# Multithreaded Cityblock distance matrix function with SciPy and Dask's delayed execution

In this notebook we the function `scipy.spatial.distance.cdist` to compute the cityblock distance matrix. Althought this function is quite fast, it uses a single thread.
In cases like this one, it might be convenient to implement a multithreaded version of the function by parallelicing the execution over chunks of data.

We have already written the chunk-based computation on this notebook, but it is missing the parallelization. This chunk-based calculation is kind of pointless wihtout the parallelization: Use `dask.delayed` to compute all chunks in parallel and speed up the calculation.

The notebook has no indications of where the modifications need to be done. Just follow the cells and identify what needs to be changed.

In [1]:
import numpy as np
from scipy.spatial.distance import cdist
from dask import compute, delayed, visualize

In [2]:
nsamples = 12000
nfeat = 50

x = 10. * np.random.random([nsamples, nfeat])

Let's time the `cdist` function and look the `top` command.

In [3]:
# observe here that the funcion `cdist` used to get the cityblock distance
# is not multithreaded

%timeit cdist(x, x, 'cityblock')

3.96 s ± 263 ms per loop (mean ± std. dev. of 7 runs, 1 loop each)


With the `top` command we see that `cdist` runs in a single thread. In such cases it could be quite simple write a distributed version of the function. We can do this very easily with `dask.delayed`!

## Dask's async delayed execution
A simple distributed version of `cdist` can be done as the following:
  * Split the array of vectors into chunks. We can use `np.split(x, num_chunks)`
  * Compute partial cityblock distance matrices of the complete array with respect to each of the chunks
  * Concatenate the resulting list into a single cityblock distance matrix.

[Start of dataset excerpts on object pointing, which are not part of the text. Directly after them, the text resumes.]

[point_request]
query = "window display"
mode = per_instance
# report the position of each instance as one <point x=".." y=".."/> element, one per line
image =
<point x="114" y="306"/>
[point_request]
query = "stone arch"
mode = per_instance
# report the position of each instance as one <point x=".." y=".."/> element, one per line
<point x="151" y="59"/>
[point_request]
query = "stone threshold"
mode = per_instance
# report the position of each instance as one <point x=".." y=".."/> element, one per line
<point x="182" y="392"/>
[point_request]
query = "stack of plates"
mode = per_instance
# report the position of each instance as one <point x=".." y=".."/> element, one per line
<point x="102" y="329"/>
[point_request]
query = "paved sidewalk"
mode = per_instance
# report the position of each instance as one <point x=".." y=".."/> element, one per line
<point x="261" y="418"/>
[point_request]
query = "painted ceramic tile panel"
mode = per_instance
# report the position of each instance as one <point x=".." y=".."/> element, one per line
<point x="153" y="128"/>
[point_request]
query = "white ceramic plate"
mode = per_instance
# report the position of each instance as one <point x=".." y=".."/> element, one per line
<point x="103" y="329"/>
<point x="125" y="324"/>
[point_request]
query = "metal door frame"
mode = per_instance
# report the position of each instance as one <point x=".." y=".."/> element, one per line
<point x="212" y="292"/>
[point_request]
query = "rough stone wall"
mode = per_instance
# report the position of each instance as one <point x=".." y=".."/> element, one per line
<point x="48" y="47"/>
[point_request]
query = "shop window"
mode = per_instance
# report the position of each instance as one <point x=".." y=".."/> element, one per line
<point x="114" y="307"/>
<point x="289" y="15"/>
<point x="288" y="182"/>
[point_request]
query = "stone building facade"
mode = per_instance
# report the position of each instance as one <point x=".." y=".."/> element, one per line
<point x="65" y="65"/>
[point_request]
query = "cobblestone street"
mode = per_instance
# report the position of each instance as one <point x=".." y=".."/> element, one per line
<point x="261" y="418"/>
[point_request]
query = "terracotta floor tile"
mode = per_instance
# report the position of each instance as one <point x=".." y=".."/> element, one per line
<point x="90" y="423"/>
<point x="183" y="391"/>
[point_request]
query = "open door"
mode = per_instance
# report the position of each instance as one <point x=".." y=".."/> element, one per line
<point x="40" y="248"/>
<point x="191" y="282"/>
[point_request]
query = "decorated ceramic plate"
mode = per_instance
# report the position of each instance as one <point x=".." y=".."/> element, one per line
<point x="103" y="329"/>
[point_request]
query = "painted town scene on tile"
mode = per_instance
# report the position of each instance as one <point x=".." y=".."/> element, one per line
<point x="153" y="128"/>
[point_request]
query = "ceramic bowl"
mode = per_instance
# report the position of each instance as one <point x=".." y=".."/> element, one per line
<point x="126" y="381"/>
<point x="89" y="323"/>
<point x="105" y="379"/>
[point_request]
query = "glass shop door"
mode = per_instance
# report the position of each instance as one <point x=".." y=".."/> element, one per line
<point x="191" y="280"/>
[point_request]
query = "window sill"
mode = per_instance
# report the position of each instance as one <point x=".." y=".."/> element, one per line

Note that concatenation is not a fast operation, so probably we will have to continue improving our function.

In [4]:
# define the list of operations to be performed asynchronously
chunks = 12  # we choose on chunk for physical cpu (gpu partition)
partial_distances = [cdist(x, xi, 'cityblock') for xi in np.split(x, chunks)]

In [5]:
# visualize the computational graph until this point

In [6]:
cbdm = np.concatenate(partial_distances, axis=1)

In [7]:
# visualize the computational graph

At this point, you should have the computational graph already defined. Let's run and time the compute step. We may go a shell and run the command `top`. Now you should see that the computation is executed in parallel resulting in a shorter execution time.

In [8]:
#time and run the computational graph

In [9]:
# check that the resulting matrices are the same
np.abs(cbdm - cdist(x, x, 'cityblock')).max()

0.0

A problem with this solution, as mentioned above, is that `np.concatenate` is not  a fast operation.
Let's check how much time it takes without the concatenation part:

In [10]:
# time and run the computational graph without the concatenate part

Let's implement the whole thing as a single function:

In [11]:
# Implementing the whole thing as a single function
def cityblock_dask_concat(x, y, chunks):
    """Implementation using array concatenation"""

In [13]:
# check that the resulting matrices are the same
# print(np.abs(cityblock_dask_concat(x, x, chunks) - cdist(x, x, 'cityblock')).max())

# Questions
 * Why is relevant for this implementation that `scipy.spatial.distance.cdist` is not multithreaded?